Незадолго до отъезда Григоренко у меня возник с ним спор. В 1977 году была принята новая Конституция СССР; в связи с этим отпал смысл проводившейся с 1966 года ежегодной «демонстрации молчания» у памятника Пушкину в день принятия Конституции 5 декабря.

Мне казалось, что эта форма общественной активности слишком напоминает партийные демонстрации революционеров. Кроме того, она и меня ставила в ложное положение чего-то вроде «вождя оппозиции», на что я ни в какой мере не претендовал. В 1976 году гебисты устроили на площади Пушкина свалку, мне на голову высыпали снег с грязью. В дальнейшем можно было опасаться более острых провокаций, все это мне тоже не нравилось. В силу всех этих причин я не видел оснований огорчаться естественному прекращению демонстраций у памятника Пушкину. Но Петр Григорьевич хотел, наоборот, поддержать традицию. Он составил соответствующее обращение; его подписало довольно много его единомышленников. Предлагалось проведение демонстрации 10 декабря, в День прав человека, в годовщину принятия ООН Всеобщей декларации прав человека.

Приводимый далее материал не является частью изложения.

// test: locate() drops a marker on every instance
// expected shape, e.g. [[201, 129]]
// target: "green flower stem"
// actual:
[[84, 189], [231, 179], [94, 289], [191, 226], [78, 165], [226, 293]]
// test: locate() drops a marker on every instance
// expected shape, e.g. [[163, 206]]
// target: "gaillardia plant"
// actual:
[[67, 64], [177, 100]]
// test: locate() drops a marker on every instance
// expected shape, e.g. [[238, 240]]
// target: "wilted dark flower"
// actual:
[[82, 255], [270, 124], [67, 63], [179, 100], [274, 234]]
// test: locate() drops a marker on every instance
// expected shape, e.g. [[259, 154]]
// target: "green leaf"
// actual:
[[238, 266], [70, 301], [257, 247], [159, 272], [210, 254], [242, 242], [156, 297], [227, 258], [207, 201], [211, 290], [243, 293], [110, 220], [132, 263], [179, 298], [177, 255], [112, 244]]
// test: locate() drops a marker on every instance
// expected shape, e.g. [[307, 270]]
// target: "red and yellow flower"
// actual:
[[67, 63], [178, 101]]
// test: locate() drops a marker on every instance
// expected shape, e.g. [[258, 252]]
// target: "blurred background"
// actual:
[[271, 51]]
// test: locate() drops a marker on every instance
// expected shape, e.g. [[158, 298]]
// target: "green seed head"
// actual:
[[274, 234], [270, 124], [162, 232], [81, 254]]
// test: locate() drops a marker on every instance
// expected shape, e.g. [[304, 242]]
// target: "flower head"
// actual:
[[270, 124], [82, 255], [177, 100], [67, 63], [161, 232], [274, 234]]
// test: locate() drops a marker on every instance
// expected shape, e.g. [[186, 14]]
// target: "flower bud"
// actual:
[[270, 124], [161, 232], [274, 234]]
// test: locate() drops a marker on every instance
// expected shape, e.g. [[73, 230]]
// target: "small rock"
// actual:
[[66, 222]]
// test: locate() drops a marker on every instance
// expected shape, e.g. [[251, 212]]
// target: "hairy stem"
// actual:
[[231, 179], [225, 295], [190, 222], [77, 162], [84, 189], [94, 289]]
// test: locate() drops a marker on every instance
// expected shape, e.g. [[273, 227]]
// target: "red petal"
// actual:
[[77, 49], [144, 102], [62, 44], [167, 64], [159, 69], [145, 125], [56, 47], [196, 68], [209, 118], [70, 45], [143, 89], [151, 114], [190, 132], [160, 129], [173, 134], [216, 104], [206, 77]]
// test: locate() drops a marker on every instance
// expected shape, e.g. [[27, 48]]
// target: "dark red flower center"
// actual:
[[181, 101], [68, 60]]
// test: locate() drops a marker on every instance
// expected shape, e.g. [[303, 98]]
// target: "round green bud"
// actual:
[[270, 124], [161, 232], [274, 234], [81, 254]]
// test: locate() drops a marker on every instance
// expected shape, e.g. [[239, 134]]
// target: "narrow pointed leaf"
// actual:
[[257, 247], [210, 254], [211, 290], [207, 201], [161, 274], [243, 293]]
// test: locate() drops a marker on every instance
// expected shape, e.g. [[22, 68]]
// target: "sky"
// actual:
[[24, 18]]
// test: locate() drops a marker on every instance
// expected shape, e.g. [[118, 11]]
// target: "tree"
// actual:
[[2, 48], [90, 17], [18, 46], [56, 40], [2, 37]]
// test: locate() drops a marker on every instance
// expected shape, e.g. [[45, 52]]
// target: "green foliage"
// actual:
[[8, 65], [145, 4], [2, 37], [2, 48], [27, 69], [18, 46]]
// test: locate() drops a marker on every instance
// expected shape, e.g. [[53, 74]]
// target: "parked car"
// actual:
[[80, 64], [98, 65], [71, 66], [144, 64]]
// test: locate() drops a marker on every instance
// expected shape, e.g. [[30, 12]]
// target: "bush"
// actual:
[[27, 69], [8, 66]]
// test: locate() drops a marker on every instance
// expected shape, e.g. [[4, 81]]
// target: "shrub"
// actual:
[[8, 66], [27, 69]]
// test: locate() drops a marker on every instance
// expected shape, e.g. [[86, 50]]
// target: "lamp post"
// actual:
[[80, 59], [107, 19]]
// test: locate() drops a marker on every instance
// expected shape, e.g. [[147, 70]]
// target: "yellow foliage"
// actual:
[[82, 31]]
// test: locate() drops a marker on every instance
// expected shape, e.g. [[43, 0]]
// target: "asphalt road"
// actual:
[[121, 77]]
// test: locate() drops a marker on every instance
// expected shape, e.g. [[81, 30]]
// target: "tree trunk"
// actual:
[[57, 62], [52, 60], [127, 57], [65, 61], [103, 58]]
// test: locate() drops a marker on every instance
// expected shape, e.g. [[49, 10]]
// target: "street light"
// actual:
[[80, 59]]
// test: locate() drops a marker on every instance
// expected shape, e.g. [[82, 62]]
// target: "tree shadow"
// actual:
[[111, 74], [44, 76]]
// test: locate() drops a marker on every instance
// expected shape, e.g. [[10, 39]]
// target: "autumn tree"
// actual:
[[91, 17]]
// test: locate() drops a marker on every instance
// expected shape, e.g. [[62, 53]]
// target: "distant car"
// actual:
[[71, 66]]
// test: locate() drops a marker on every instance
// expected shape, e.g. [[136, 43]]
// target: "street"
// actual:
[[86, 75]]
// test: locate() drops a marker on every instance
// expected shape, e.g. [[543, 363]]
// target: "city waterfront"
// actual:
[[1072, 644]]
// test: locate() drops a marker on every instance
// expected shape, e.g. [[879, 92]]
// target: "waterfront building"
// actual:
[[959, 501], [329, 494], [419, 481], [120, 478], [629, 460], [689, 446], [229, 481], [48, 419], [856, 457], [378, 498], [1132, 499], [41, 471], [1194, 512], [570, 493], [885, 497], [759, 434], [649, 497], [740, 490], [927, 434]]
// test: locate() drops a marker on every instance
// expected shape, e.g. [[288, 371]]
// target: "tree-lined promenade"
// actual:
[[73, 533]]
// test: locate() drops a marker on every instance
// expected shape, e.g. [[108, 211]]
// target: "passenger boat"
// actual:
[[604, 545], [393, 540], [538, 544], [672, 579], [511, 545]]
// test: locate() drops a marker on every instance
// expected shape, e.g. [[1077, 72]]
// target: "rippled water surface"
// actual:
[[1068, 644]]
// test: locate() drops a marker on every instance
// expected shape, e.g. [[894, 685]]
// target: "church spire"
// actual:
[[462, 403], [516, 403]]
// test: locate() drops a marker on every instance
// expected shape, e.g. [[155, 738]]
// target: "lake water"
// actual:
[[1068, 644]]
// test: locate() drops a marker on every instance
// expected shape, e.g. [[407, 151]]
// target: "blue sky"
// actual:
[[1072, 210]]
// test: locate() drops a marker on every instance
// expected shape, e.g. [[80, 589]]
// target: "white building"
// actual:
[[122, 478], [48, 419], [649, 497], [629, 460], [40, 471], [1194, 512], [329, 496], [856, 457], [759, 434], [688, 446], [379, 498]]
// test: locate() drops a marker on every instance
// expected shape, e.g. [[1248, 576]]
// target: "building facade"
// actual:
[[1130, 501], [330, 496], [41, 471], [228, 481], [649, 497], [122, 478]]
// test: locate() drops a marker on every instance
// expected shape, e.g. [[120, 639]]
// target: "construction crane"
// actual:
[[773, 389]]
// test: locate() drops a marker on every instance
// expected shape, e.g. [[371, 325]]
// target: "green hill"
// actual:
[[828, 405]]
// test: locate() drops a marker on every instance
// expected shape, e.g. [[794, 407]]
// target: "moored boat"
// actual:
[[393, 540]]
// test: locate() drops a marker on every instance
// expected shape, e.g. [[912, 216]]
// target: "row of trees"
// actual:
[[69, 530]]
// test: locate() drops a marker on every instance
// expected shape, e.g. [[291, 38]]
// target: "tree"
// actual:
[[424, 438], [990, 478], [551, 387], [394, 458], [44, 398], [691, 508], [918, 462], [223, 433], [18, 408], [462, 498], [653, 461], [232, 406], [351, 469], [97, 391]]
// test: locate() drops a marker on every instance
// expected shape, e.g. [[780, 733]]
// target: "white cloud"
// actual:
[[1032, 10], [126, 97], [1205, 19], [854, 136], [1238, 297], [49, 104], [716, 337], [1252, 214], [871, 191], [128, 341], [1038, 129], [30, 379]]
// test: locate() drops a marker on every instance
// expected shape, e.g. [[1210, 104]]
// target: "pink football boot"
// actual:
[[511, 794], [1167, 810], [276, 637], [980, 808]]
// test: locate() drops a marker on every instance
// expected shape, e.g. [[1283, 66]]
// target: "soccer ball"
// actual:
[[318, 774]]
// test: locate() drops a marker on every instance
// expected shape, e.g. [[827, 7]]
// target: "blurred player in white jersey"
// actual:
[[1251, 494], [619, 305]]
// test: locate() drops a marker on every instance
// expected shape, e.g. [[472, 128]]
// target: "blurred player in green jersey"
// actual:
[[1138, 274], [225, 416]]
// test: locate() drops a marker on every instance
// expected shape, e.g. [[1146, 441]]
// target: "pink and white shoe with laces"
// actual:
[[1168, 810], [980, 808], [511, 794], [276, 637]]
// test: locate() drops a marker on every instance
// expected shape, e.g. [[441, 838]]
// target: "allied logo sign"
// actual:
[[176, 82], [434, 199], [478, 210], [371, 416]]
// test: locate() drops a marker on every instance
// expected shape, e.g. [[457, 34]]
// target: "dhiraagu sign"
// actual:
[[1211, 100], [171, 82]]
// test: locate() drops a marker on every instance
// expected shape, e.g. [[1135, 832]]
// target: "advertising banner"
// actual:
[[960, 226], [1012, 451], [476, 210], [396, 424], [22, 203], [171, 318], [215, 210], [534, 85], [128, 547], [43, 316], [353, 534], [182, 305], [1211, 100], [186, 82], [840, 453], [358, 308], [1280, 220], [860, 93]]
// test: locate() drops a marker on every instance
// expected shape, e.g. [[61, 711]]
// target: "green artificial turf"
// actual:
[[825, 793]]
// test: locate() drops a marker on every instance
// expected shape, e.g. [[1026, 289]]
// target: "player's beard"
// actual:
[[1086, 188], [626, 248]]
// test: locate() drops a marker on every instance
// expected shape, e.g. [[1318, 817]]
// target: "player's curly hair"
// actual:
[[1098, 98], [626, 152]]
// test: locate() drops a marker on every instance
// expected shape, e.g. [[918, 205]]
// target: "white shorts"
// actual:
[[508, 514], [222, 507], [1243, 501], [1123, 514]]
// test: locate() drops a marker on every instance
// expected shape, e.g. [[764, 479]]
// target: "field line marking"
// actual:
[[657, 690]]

Я не подписал обращения и больше ни разу не ходил на демонстрации, проходившие в 1977, 1978 и 1979 годах без моего участия.

В декабре 1977 года в США проходил ежегодный съезд крупнейшей американской профсоюзной организации АФТ–КПП. Ее тогдашний председатель Джордж Мини послал, в числе прочих, приглашение на съезд нескольким советским инакомыслящим. Одно из приглашений с предложением выступить на съезде было послано мне, но я получил только конверт с символом АФТ–КПП, в который был вложен листок с изображением бронтозавра или какого-то еще вымершего чудовища – я не вполне уверен в своей палеонтологической квалификации. Это был не первый и не последний случай, когда КГБ подменял содержимое моей корреспонденции; в данном случае это, видимо, был намек на допотопные взгляды американских «реакционеров». Но, как я написал в тексте выступления, посланного мной съезду АФТ–КПП, допотопным чудовищем является советская практика пресечения информационного обмена.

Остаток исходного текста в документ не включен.